One day I woke up and the left side of my face was completely paralyzed. My eye drooped and would not close and I could not control the drooling that came from my decisively down-turned lips.
After the initial shock, I got the diagnosis of Bell’s Palsy and was prescribed a steroid and told to wait it out.
Wait indeed I did. While a “normal” course usually completely resolved in a few months, after several months I was still disfigured.
Hiding
I hid. In one of my first outings into the neighborhood, a young child with her mother looked at me and screamed.
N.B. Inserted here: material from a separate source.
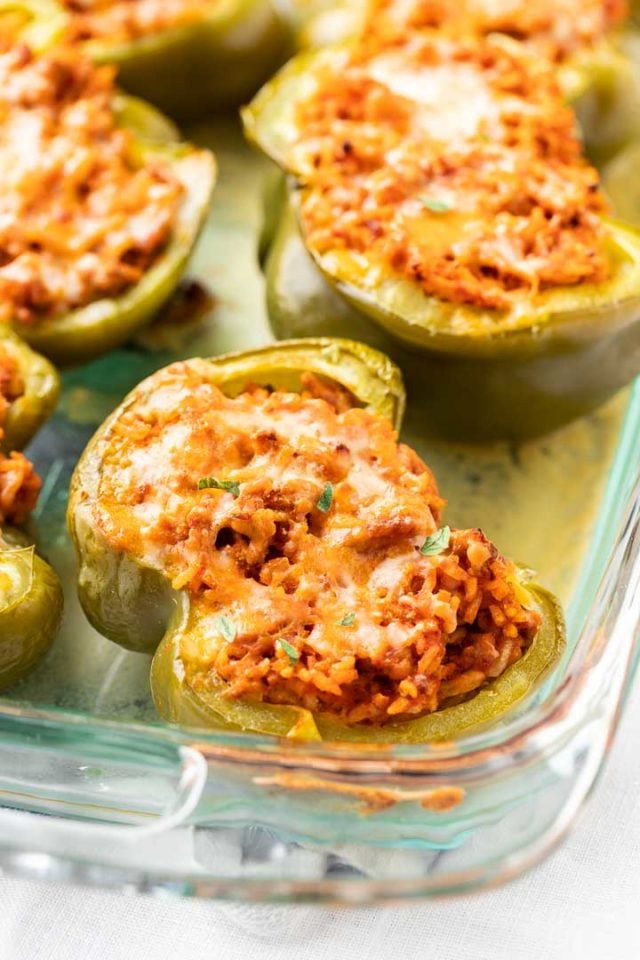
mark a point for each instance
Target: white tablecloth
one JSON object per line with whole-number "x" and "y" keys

I returned home to hide some more.
My grief was profound. Still reeling after the deaths of my parents when I was in my late teens, my loss was not just the loss of youthful beauty. As a flute major on a full scholarship, the joy that music brought to my life was also stripped away. As a result of the causative virus, I experienced a crippling array of auto-immune symptoms, from which I was quite ill.
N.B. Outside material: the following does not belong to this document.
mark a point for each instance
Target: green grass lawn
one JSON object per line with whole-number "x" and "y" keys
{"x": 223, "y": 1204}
In my months of hiding, I came across an item I had stolen a few years before – a Gideon Bible. At 19 I had entered into an early, ill-advised marriage (which quickly unwound after my illness). During that honeymoon, I swiped the Bible from a hotel in California and brought it home to sit on my bookshelf unread.
In my generation, Catholics generally didn’t read the Bible. Long-lapsed from the faith of my father, I now looked at the Bible with a fresh desperation.
I immersed myself in the life-giving words of Scripture. In my stolen King James, I read the most amazing things. I read there was a God who loved me and who knew me from my sad mother’s womb. He had plans for my life, and instilled in me a hope I had never known.
Over time, through deeply drinking in His love and acceptance, I also admitted my own sinfulness. In my physical recovery, I had time to examine my choices and attitudes in life to see that I was a miserable creature in need of a Savior. God became real to me, gave me hope and gave me the gifts of forgiveness, acceptance and faith, for which I am eternally grateful.
Healing
When I quit hiding from life and The Lord, I was healed and spared from my youthful path of accelerated self-destruction. He had so much more in store! In submitting to His giving and taking away, He sustains me still and gives me a quiet joy, no matter what my circumstances. He is the lifter of my head. Psalm 3:3 “But you, O LORD, art a shield for me; my glory and the lifter of mine head.” (KJV)
Had The Lord placed you on the sidelines, through illness or infirmity? Draw near to him, stop hiding in your weakness and accept His gifts.
If we ever speak face-to-face, don’t mind the residual twitch. I’m not talking to you from my face but from my well-worn soul and overflowing heart.